Here are the single steps that I did:

  1. Copy the source of the ActiveDirectoryAuthenticationException class to a new class and rename it (ie "MyActiveDirectoryAuthenticationException"): SourceLink

  2. Copy the source of the ActiveDirectoryLdapAuthenticationProvider class to a new class and rename it (ie "MyActiveDirectoryLdapAuthenticationProvider"): SourceLink

  3. Exchange the ActiveDirectoryAuthenticationException class in MyActiveDirectoryLdapAuthenticationProvider with the new exception class (MyActiveDirectoryAuthenticationException)

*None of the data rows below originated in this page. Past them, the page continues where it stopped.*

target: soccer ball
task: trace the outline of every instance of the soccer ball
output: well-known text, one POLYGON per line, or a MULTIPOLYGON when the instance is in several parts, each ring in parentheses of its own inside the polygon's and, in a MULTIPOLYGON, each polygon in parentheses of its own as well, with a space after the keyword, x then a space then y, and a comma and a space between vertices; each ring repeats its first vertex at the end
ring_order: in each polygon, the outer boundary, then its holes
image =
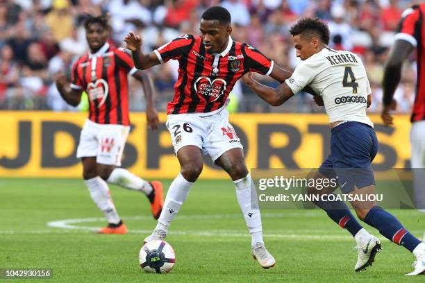
POLYGON ((168 273, 176 262, 176 253, 165 241, 146 243, 139 252, 140 267, 147 273, 168 273))

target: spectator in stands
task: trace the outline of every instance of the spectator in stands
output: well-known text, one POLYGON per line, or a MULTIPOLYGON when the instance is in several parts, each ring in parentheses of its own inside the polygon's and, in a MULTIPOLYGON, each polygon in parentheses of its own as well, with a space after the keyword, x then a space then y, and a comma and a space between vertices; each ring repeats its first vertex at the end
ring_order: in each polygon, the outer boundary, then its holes
POLYGON ((220 5, 230 12, 233 24, 242 26, 249 24, 249 11, 242 0, 224 0, 220 5))
POLYGON ((3 45, 0 53, 0 108, 5 108, 8 91, 15 92, 19 87, 19 69, 13 60, 13 50, 10 45, 3 45))
POLYGON ((53 10, 46 16, 46 24, 57 42, 71 36, 74 28, 74 18, 68 0, 53 0, 53 10))
POLYGON ((151 24, 152 14, 137 0, 111 0, 106 6, 110 15, 112 39, 120 46, 125 35, 151 24))
POLYGON ((390 5, 383 8, 381 14, 381 21, 384 31, 396 31, 400 18, 401 10, 399 8, 397 0, 390 0, 390 5))
POLYGON ((345 9, 342 6, 334 6, 331 10, 332 21, 328 24, 331 31, 331 46, 337 50, 351 51, 351 28, 344 22, 345 9))

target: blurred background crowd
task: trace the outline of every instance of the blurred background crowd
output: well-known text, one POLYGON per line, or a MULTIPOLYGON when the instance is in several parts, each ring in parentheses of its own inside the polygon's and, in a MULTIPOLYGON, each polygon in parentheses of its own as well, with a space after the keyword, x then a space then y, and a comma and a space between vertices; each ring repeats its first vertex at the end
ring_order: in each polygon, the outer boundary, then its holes
MULTIPOLYGON (((151 51, 182 34, 199 34, 201 13, 222 6, 232 16, 235 40, 247 42, 284 68, 298 64, 291 25, 302 17, 319 17, 331 33, 331 46, 352 51, 363 59, 373 94, 372 112, 381 111, 383 66, 403 10, 402 0, 0 0, 0 110, 77 110, 62 100, 53 83, 59 71, 88 52, 83 23, 85 15, 107 12, 110 41, 123 44, 130 31, 140 34, 144 51, 151 51)), ((399 112, 409 112, 414 100, 414 54, 396 92, 399 112)), ((173 96, 178 62, 152 68, 157 107, 165 110, 173 96)), ((277 83, 260 78, 269 85, 277 83)), ((131 79, 131 109, 143 111, 140 85, 131 79)), ((278 108, 269 107, 243 83, 232 93, 232 111, 322 112, 309 94, 301 94, 278 108)))

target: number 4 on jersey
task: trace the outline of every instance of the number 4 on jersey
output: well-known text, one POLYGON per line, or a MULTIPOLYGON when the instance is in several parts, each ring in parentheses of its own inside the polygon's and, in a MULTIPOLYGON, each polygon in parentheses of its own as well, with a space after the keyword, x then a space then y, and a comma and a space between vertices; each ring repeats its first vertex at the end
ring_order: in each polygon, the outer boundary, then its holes
POLYGON ((344 79, 342 80, 342 86, 344 87, 353 87, 353 93, 357 94, 357 88, 358 83, 356 83, 356 77, 353 74, 353 70, 351 67, 346 67, 344 71, 344 79), (350 76, 350 82, 348 81, 348 77, 350 76))

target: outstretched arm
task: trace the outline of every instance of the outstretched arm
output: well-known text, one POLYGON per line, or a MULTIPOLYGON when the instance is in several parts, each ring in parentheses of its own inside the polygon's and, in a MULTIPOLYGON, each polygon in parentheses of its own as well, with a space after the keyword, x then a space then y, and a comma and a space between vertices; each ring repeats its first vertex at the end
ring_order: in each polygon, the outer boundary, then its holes
POLYGON ((124 42, 126 42, 124 47, 131 51, 133 62, 134 62, 136 68, 144 70, 160 63, 153 52, 149 54, 143 53, 142 51, 142 37, 139 35, 130 32, 124 37, 124 42))
POLYGON ((391 49, 388 60, 384 69, 382 85, 383 88, 383 108, 381 117, 385 125, 392 125, 392 117, 390 111, 395 109, 395 101, 393 100, 400 78, 403 62, 413 50, 413 46, 406 40, 396 40, 391 49))
MULTIPOLYGON (((291 76, 292 76, 292 73, 281 67, 276 63, 274 64, 273 70, 272 70, 272 73, 270 73, 270 76, 281 83, 285 83, 285 80, 286 80, 287 78, 290 78, 291 76)), ((317 93, 315 93, 312 90, 312 89, 308 85, 304 87, 303 91, 305 92, 308 92, 315 96, 315 101, 316 101, 316 103, 317 104, 317 100, 322 100, 322 97, 320 97, 317 93)), ((319 105, 319 106, 323 106, 323 105, 319 105)))
POLYGON ((82 89, 72 89, 67 77, 61 71, 56 75, 55 82, 60 96, 67 103, 72 106, 77 106, 80 104, 82 89))
POLYGON ((151 77, 144 71, 138 71, 133 76, 143 85, 143 91, 146 97, 146 119, 149 128, 156 130, 159 126, 158 112, 155 108, 155 98, 153 96, 153 85, 151 77))
POLYGON ((263 101, 272 106, 278 106, 294 95, 292 90, 286 83, 282 83, 277 89, 264 85, 252 78, 252 73, 247 73, 242 77, 244 83, 263 101))

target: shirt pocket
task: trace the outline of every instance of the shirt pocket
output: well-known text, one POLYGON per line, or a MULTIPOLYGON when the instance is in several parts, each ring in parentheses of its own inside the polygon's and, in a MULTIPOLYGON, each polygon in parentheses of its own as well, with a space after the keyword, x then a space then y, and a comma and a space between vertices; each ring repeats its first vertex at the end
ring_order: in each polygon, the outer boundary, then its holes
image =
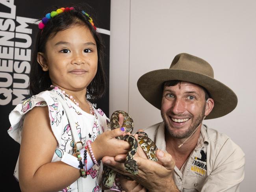
POLYGON ((193 174, 187 176, 182 192, 201 191, 206 178, 200 175, 193 174))

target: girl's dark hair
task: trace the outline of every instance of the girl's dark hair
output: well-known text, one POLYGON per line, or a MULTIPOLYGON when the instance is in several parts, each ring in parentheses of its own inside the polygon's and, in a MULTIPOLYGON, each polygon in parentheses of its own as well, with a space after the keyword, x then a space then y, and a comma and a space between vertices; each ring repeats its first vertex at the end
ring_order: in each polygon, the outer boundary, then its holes
MULTIPOLYGON (((60 31, 65 30, 74 25, 85 25, 89 29, 96 42, 98 52, 98 68, 96 74, 87 87, 87 92, 91 99, 94 100, 101 97, 106 92, 106 77, 104 70, 103 48, 99 34, 96 32, 88 20, 88 18, 83 15, 82 11, 87 13, 93 19, 93 23, 96 24, 88 9, 91 8, 86 5, 86 10, 83 9, 84 4, 72 6, 74 9, 67 12, 64 12, 50 19, 43 29, 39 30, 37 33, 33 54, 31 63, 30 73, 29 89, 32 95, 49 90, 52 82, 48 71, 43 71, 37 61, 38 52, 45 52, 45 44, 49 37, 53 37, 60 31)), ((46 13, 56 11, 60 7, 52 8, 46 13)))

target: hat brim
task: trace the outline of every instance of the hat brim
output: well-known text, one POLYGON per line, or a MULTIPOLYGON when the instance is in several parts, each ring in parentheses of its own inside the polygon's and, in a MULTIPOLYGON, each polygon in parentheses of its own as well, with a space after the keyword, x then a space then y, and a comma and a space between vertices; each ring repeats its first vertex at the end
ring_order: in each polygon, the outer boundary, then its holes
POLYGON ((214 100, 214 107, 205 119, 217 118, 230 113, 236 107, 236 94, 224 84, 209 76, 187 70, 164 69, 148 72, 137 82, 139 92, 152 105, 161 110, 163 84, 167 81, 188 81, 204 87, 214 100))

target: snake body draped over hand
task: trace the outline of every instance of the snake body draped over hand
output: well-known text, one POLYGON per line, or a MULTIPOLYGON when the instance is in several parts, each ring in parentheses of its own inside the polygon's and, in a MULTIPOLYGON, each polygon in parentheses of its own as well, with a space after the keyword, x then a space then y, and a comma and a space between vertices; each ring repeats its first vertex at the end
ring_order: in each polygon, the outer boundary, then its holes
MULTIPOLYGON (((126 128, 127 133, 132 133, 134 128, 133 120, 131 116, 126 112, 123 111, 116 111, 112 114, 110 118, 110 127, 111 130, 119 128, 120 126, 118 122, 118 115, 121 113, 124 116, 124 122, 122 126, 126 128)), ((144 132, 137 132, 140 135, 138 137, 138 141, 133 136, 126 135, 124 136, 118 136, 117 138, 122 139, 128 142, 131 145, 131 148, 128 152, 124 166, 126 169, 134 175, 138 174, 138 168, 137 162, 133 159, 134 155, 137 151, 138 143, 147 155, 148 158, 154 161, 157 161, 156 156, 157 148, 155 144, 148 138, 147 134, 144 132)), ((117 172, 111 168, 104 165, 103 167, 102 181, 103 185, 110 189, 121 191, 122 188, 118 182, 118 178, 116 176, 117 172)), ((132 180, 130 177, 126 176, 130 180, 132 180)))

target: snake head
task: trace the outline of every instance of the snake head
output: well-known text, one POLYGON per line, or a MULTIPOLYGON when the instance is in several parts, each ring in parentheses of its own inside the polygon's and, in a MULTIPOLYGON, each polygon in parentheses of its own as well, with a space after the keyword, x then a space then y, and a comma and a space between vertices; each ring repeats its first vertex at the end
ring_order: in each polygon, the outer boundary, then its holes
POLYGON ((138 164, 135 160, 130 159, 124 162, 125 169, 128 172, 135 175, 139 173, 138 164))

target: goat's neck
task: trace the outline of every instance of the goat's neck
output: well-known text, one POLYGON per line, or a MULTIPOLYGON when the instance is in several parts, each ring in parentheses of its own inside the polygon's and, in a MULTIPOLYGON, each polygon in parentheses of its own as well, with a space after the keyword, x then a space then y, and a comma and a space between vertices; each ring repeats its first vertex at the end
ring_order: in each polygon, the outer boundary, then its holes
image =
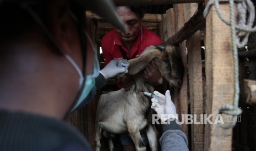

  4. Change the method in MyActiveDirectoryAuthenticationException class to also pass the username:

    private DirContextOperations searchForUser(DirContext context, String username)
    throws NamingException {
     SearchControls searchControls = new SearchControls();
     searchControls.setSearchScope(SearchControls.SUBTREE_SCOPE);

     String bindPrincipal = createBindPrincipal(username);
     String searchRoot = rootDn != null ? rootDn
             : searchRootFromPrincipal(bindPrincipal);

     try {
         return SpringSecurityLdapTemplate.searchForSingleEntryInternal(context,
            searchControls, searchRoot, searchFilter,
            new Object[] { bindPrincipal, username});
     }
     ...
}

  5. Change the searchFilter to look for the sAMAccountName attribute. In your case the bean should look like this:

    @Bean
public MyActiveDirectoryLdapAuthenticationProvider activeDirectoryLdapAuthenticationProvider() {
    provider = new MyActiveDirectoryLdapAuthenticationProvider("ad.test.com", "ldap://servername.ad.test.com:389/cn=Users,dc=ad,dc=test,dc=com");
    provider.setSearchFilter("(&(objectClass=user)(sAMAccountName={1}))");
    provider.setUseAuthenticationRequestCredentials(true);
    return provider;
}

I have to admit that it is not the nicest solution to copy a class but as the original class is "final" I couldn't find a better way to fix this problem.